After an eight year wait, no one expected the release of Fever Ray’s sophomore album Plunge. In fact, beyond its release, no one expected its narrative to be such a provocative yet politically precise take on queer culture. Unlike her self titled debut, Plunge reflects on and celebrates an intense period of self - and sexual - exploration. Garnering international success as one half of The Knife, Fever Ray’s show tonight at Troxy is equally as thought provoking and a brilliant spectacle.
Upon arrival there’s an immediate air of inclusivity and, summoning the spirit of the Riot Grrls before her, a polite message invites Girls To The Front: “Share this moment with us... Women to the front”. Tonight’s performance is a homage to Fever Ray’s female identifying audience and, from the offset, a cohesive narrative is composed through a carefully crafted set list. Opening with the anxiety inducing An Itch, the crowd are introduced to an all female band - three musicians and three ‘singing’ counterparts to match.

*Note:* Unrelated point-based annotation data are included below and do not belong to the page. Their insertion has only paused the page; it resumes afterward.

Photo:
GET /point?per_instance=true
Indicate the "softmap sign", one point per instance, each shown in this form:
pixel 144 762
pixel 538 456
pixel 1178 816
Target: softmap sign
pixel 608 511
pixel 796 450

Together the band is visually stunning; however, we are left to question the "liveness" of tonight’s performance as Fever Ray ceases to sing and a back up performer, wearing an elaborate muscle suit, delivers a riotous rendition of "A Part Of Us". Akin to The Knife’s final Shaking The Habitual shows, this level of trickery keeps the audience on its toes. Only when acoustic instruments are visually introduced, during songs such as "Red Trails", are we aware that perhaps the sharp synths and pulsating beats are performed live.

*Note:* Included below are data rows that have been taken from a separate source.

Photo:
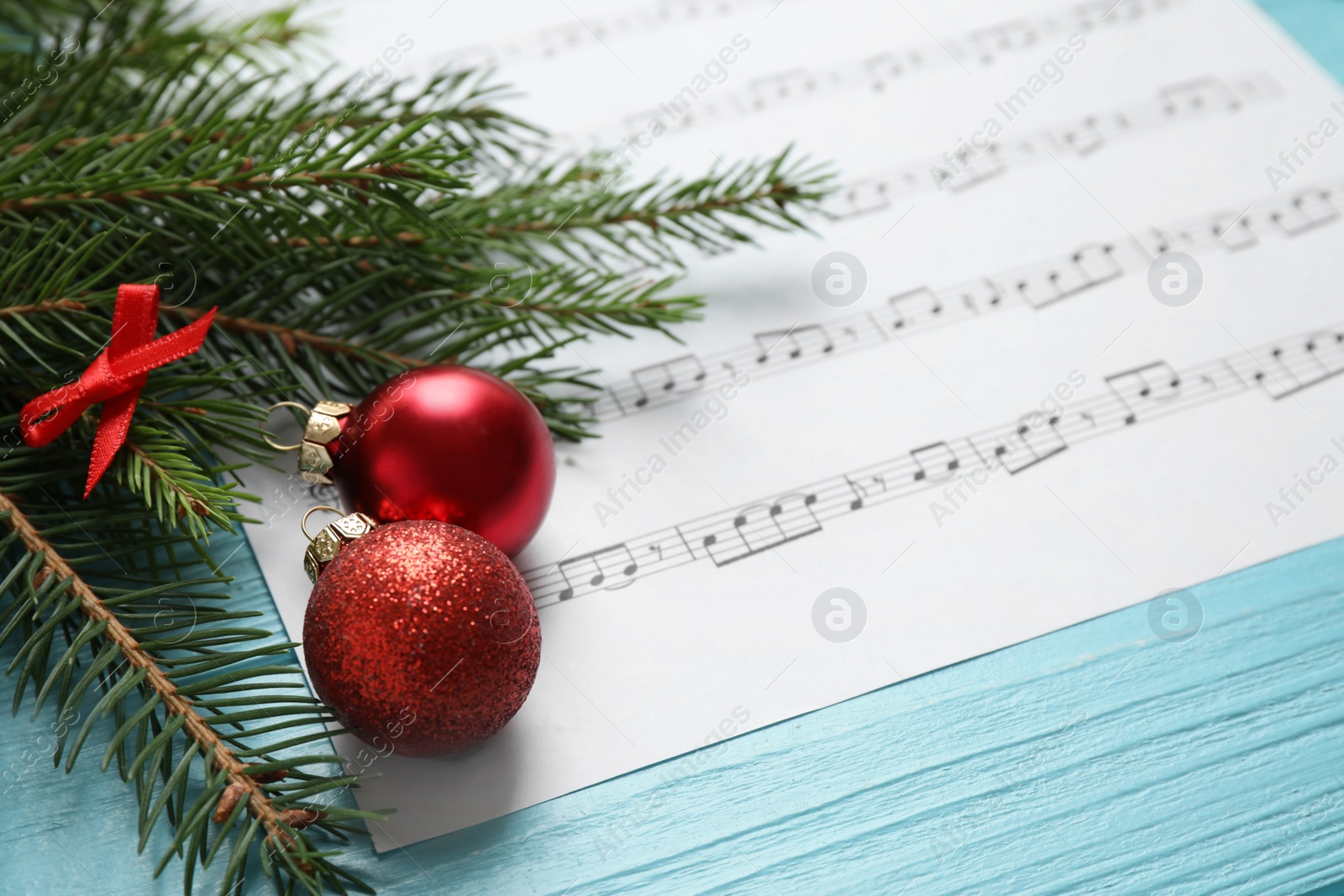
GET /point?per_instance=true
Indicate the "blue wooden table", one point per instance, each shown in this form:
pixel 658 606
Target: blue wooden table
pixel 1095 759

Unless totally necessary, songs from her former album are only included if they add something to the narrative of desire, tension and release; "I’m Not Done" makes the cut, whereas "Seven", a song about relationship expectation and domestication, is sorely missed. However, it’s these clear cut decisions that elevate the performance and build to the more celebratory anthems. It’s the intrinsic relationship between subverted performance norms, narrative and direct lyricism that sets this apart from any other show. "To The Moon And Back" is brilliant and we are given everything that Fever Ray has to offer; this show of sexuality is matched with neon lights, lasers, manic dance moves and the lyric "I want to run my fingers up your p***y" is greeted with faux shock gasps and victorious screams. "Keep The Streets Empty" is subtle in comparison. and almost instantaneously the stage is stripped of its performers leaving only one on stage. It’s ominous and eerie but, if anything, it’s a clear message that Fever Ray has a lot more left to say.

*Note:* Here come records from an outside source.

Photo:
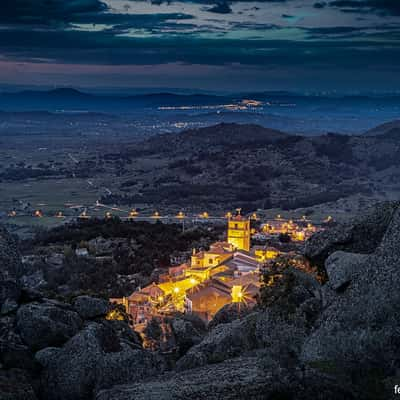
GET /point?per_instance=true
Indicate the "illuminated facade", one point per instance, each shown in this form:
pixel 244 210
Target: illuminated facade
pixel 239 233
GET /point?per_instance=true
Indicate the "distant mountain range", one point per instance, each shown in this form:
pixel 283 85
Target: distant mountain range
pixel 253 166
pixel 289 112
pixel 72 99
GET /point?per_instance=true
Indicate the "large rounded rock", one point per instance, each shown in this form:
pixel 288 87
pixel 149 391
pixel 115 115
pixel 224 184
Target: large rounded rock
pixel 223 342
pixel 93 359
pixel 229 313
pixel 362 235
pixel 47 324
pixel 187 332
pixel 91 307
pixel 342 267
pixel 15 384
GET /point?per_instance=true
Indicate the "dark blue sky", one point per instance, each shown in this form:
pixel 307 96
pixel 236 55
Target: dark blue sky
pixel 213 45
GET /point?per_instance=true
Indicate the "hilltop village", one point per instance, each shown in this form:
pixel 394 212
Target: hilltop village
pixel 228 272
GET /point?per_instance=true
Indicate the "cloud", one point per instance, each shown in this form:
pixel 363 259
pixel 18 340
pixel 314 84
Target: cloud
pixel 382 7
pixel 47 12
pixel 220 8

It’s only if you embrace the weird and wonderful world of Karin Dreijer’s Fever Ray that you can fully engage and enjoy this show. At its core, it’s an invigorating performance that asks you to accept and indulge in sexual and social difference. We are invited to suspend our ideas of traditional performance and closer "Mamma’s Hand" solidifies this message visually and lyrically: "come and play a game with us/we have no one to trust/imagine lost at sea/imagine you can see me".
Fever Ray is powerful, poetic and playful. Through synthetic structures she feigns a utopian world of acceptance and equality all while performing provocative pop songs. It’s a rejection of traditional performance but nonetheless enigmatic. Ever the elusive artist, it’s hard to know when Fever Ray will release more material and, if anything, I feel lucky to have had the chance to plunge into Karin Dreijer’s immersive world.